When considering growth rate modulation by agents acting on the RAS, the evidence is certainly conflicting. The Chichester small AAA surveillance study suggested an association between ARB prescription and reduced AAA progression.71 However, in contrast, a report from the UK Small Aneurysm Study group reported a small but significant association between ACE-I prescription and increased AAA expansion.72 This significant difference remained after adjustment for known confounders such as smoking, diabetes, BP and peripheral atherosclerosis.
In summary, currently there is no clear or consistent evidence that medication designed to inhibit the RAS limits AAA progression or leads to a decrease in the risk of rupture.
Designing the trial
To date we are unaware (based on a recent literature review) of any other completed RCTs designed to examine the efficacy of ACE-I or ARBs in limiting or inhibiting AAA progression. This report describes the AARDVARK (Aortic Aneurysmal Regression of Dilation: Value of ACE-Inhibition on RisK) trial, which was commissioned by the National Institute for Health Research (NIHR) Health Technology Assessment (HTA) programme to address this need.
Objectives
Secondary
To evaluate any BP-independent effects of perindopril on the growth rate of small AAAs.
To determine differences in AAA rupture rate and/or time taken to reach an AAA diameter of 5.5 cm and/or referral for surgical intervention among the three randomised groups.
To evaluate how well perindopril is tolerated as measured by compliance, adverse events (AEs) and quality of life.
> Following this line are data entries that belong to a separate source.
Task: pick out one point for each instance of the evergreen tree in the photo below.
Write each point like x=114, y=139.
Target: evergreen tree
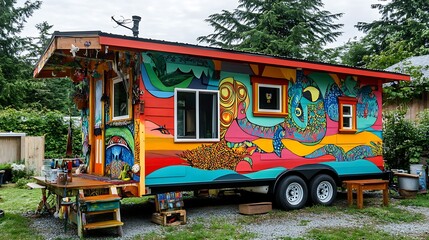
x=401, y=32
x=290, y=28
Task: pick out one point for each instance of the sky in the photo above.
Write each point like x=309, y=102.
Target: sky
x=170, y=20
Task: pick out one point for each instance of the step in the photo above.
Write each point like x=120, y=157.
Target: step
x=101, y=198
x=103, y=224
x=100, y=212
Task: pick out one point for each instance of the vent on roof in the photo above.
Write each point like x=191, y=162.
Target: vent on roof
x=136, y=22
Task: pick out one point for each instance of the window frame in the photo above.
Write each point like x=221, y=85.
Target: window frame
x=281, y=85
x=197, y=133
x=352, y=103
x=114, y=81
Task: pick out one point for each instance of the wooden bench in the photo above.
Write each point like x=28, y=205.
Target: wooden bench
x=100, y=204
x=367, y=184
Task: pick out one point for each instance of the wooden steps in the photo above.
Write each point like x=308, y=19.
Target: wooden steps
x=101, y=198
x=103, y=224
x=97, y=205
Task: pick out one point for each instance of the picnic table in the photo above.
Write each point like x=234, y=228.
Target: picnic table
x=85, y=205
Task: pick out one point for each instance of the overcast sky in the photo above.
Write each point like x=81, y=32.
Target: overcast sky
x=170, y=20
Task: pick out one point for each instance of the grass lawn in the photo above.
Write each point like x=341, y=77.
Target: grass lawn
x=15, y=202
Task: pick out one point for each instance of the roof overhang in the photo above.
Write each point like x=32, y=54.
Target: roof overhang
x=61, y=43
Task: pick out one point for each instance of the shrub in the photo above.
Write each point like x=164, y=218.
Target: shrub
x=400, y=141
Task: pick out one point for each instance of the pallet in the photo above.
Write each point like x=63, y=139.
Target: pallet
x=170, y=218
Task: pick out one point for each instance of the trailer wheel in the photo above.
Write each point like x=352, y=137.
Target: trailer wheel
x=292, y=193
x=323, y=190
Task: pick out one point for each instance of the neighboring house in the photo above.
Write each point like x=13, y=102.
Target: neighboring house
x=188, y=117
x=416, y=105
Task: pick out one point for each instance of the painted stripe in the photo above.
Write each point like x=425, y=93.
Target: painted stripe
x=245, y=57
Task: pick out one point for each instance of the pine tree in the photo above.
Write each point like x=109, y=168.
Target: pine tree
x=290, y=28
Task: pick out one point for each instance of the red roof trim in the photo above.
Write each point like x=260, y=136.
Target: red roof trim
x=246, y=57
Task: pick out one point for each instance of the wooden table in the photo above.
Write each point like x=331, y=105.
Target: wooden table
x=73, y=189
x=367, y=184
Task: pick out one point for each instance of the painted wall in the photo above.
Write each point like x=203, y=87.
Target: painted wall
x=256, y=147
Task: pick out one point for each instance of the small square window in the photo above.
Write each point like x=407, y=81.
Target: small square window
x=269, y=97
x=347, y=114
x=121, y=105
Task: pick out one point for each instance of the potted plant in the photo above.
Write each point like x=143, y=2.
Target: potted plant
x=80, y=96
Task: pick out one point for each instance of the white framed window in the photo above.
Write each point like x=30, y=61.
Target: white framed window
x=121, y=104
x=196, y=115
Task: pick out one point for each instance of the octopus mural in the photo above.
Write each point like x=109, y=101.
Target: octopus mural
x=308, y=132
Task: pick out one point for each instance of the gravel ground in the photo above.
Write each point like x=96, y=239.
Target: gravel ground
x=137, y=221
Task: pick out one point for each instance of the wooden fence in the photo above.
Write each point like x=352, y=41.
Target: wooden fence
x=16, y=147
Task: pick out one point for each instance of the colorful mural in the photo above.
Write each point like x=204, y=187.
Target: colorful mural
x=253, y=147
x=119, y=150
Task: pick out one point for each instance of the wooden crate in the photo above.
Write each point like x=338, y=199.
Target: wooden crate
x=170, y=218
x=255, y=208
To compare the repeatability of ultrasound measurements of internal and external small AAA diameters.
Later, pending the results of this pilot trial, our objective was to work with local and national aneurysm screening programmes to conduct a larger, more definitive RCT to investigate the hypothesis that the use of an ACE-I reduces the rate of AAA-related mortality, rupture or elective surgery.